NDPHC power plants' bidders to emerge August – BPE

By The Citizen

The Director-General, Bureau of Public Enterprises, Mr. Benjamin Dikki, has confirmed that the shortlist of bidders that will be allowed to proceed with the process of buying into 10 electricity firms will emerge on August 8.

Dikki said this in a presentation to prospective investors in Hong Kong at a road show jointly organised by the Niger Delta Power Holding Company and the BPE, according to a statement made available to our correspondent in Abuja on Wednesday by the Head of Public Communications, BPE, Mr. Chigbo Anichebe.

The BPE boss also told the potential investors that the deadline for the submission of expressions of interest remained July 19, 2013, insisting that the date would not be extended.

The 10 electricity firms under the National Integrated Power Project were built by the Niger Delta Power Holding Company on behalf of the three tiers of government and have been put up for sale.

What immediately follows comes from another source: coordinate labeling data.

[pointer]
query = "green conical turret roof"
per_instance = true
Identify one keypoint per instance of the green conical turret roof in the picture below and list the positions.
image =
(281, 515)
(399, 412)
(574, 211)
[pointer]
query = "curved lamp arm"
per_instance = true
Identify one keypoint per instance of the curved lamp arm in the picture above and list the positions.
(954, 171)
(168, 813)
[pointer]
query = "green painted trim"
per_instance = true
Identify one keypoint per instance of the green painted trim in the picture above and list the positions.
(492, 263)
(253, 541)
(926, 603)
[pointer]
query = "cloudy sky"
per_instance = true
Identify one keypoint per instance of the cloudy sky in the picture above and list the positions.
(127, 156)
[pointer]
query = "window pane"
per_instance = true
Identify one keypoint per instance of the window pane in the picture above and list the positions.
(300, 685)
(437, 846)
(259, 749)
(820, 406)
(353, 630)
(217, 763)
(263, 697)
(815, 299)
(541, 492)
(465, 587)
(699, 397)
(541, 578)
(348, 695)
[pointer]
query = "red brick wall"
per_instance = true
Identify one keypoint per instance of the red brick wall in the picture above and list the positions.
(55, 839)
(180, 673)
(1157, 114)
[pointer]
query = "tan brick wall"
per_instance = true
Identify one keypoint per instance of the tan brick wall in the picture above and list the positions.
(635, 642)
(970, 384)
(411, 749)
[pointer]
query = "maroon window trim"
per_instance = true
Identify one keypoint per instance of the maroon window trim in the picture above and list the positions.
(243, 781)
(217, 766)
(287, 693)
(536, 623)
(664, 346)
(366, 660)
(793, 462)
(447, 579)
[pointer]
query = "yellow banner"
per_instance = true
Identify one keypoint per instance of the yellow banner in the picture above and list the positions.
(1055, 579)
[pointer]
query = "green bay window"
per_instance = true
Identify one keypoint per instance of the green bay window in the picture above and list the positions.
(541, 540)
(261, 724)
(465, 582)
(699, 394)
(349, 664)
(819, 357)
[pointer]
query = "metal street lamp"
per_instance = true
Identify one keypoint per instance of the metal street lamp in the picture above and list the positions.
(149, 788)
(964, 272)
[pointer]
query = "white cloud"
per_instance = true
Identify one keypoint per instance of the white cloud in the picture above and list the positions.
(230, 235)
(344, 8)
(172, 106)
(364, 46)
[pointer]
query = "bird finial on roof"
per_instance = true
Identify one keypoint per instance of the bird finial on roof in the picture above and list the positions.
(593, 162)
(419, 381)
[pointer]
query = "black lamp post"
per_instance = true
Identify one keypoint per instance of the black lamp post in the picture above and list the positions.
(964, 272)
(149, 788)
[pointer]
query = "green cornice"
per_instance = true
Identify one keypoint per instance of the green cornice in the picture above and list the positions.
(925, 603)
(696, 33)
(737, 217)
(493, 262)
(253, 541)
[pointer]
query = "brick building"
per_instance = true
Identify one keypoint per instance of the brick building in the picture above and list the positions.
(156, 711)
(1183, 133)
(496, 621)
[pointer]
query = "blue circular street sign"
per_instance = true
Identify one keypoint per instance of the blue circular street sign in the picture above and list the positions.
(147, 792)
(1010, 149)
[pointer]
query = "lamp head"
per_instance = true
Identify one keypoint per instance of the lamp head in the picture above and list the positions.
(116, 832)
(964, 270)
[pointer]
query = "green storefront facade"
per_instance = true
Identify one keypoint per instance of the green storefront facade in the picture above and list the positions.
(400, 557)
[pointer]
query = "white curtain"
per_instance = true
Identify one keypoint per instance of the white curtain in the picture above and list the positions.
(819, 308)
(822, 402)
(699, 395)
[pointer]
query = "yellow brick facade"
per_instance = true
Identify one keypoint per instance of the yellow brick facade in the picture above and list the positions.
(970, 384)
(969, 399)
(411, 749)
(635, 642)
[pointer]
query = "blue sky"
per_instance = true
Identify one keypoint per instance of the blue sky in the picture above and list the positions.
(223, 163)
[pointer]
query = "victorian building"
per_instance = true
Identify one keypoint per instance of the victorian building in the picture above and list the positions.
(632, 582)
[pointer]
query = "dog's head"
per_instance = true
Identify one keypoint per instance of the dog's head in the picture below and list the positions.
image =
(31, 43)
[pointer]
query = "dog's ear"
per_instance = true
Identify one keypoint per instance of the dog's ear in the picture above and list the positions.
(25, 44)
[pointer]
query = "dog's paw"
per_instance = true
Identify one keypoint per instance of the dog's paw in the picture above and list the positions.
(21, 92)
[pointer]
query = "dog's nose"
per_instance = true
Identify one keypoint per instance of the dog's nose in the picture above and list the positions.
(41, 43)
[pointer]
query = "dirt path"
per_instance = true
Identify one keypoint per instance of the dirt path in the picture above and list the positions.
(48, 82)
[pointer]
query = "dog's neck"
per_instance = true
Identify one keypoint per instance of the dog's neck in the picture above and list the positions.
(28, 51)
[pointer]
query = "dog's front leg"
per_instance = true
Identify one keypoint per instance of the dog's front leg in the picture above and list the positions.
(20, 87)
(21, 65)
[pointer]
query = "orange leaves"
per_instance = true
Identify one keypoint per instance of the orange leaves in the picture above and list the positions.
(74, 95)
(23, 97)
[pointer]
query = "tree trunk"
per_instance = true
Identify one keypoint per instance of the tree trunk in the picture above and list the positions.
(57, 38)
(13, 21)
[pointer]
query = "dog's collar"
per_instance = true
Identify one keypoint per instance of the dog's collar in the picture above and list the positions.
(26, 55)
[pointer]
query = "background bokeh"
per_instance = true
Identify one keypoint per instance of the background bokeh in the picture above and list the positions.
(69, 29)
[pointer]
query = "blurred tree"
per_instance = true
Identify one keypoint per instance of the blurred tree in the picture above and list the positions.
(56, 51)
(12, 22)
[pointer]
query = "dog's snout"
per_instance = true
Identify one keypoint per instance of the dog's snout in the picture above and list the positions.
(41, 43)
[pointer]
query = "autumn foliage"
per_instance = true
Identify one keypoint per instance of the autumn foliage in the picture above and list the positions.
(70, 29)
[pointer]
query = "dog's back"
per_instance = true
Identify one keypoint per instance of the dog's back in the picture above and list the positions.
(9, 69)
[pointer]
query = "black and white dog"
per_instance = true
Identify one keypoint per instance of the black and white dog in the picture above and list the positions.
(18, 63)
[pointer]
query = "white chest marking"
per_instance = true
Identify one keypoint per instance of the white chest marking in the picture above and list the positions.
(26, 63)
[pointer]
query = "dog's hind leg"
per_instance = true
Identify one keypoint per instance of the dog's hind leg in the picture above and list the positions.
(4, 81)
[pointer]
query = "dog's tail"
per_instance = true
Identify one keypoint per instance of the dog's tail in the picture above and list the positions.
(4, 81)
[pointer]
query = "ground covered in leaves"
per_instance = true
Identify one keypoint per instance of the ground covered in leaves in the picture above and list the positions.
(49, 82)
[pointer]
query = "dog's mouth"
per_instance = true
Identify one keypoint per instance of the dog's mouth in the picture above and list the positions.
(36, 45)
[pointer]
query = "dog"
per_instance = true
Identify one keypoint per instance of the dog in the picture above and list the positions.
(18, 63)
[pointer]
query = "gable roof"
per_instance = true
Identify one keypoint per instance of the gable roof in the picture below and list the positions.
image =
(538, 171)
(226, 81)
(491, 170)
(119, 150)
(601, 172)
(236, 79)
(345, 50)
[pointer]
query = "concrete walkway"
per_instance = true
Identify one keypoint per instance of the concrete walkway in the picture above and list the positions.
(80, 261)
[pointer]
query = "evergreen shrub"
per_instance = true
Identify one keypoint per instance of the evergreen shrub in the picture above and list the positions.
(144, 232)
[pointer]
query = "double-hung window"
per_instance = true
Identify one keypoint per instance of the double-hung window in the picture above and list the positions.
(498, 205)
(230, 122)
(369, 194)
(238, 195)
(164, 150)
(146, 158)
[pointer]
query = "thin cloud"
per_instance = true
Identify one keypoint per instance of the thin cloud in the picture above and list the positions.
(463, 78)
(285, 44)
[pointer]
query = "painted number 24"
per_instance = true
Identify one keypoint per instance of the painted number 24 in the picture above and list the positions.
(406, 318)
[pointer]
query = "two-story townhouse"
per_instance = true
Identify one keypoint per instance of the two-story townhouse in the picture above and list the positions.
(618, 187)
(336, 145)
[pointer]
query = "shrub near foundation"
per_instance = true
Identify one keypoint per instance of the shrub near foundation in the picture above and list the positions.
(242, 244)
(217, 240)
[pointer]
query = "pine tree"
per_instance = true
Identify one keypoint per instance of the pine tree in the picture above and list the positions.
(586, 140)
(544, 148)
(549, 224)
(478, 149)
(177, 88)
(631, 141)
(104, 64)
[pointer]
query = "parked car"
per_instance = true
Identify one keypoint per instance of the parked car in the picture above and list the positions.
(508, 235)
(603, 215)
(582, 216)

Dikki said the sale of the power plants fell within the context of President Goodluck Jonathan's Transformation Agenda, which seeks to create a conducive atmosphere for private capital inflows.

He noted that besides power, the transport and housing sectors, development finance institutions and the Abuja Commodities and Stock Exchange that would introduce the warehouse receipt trading system, were also great investment opportunities awaiting interested local and international investors.

Dikki said BPE and NDPHC were partners in the joint sale transaction process for the power plants.

He added that BPE was legally authorised to sell Federal Government's 47 per cent shares, while NDPHC had the authorisation of the states and local government councils to sell 53 per cent of the 80 per cent shares on offer.

The BPE helmsman advised prospective bidders to be aware of some of the observed lapses in the previous bid processes.

These include bids failing to substantially comply with the Requests for Proposal, failure to meet the threshold of required tangible net worth, failure to submit bid bonds, failure to submit audited accounts, and failure to submit bids on time, among others.

Dikki said the intention of the Expressions of Interest process for the sale of the 10 power plants was to improve on the rigorous requirements of the Power Holding Company of Nigeria successor companies' privatisation transactions.

In his address at the forum, Governor Gabriel Suswam of Benue State, who is also the Chairman of the Joint Technical Committee for the transaction, said power was the bedrock of the development agenda of the current administration in the country.

He said the three tiers of government had invested well over $8bn in building the 10 power plants.

Suswam noted that with a population of over 160 million, Nigeria was the largest market for investors in Africa, adding that the atmosphere was conducive for investment.

Also speaking, the Deputy Chairman, Senate Committee on Power, Senator Chris Ngige, said the proceed of over $2.6bn raised by the BPE in the privatisation of the PHCN successor companies was the largest privatisation transaction ever in Nigeria and one of the largest on the African continent.

He pointed out that the privatisation of the power sector was expected to accelerate the growth of the nation's economy.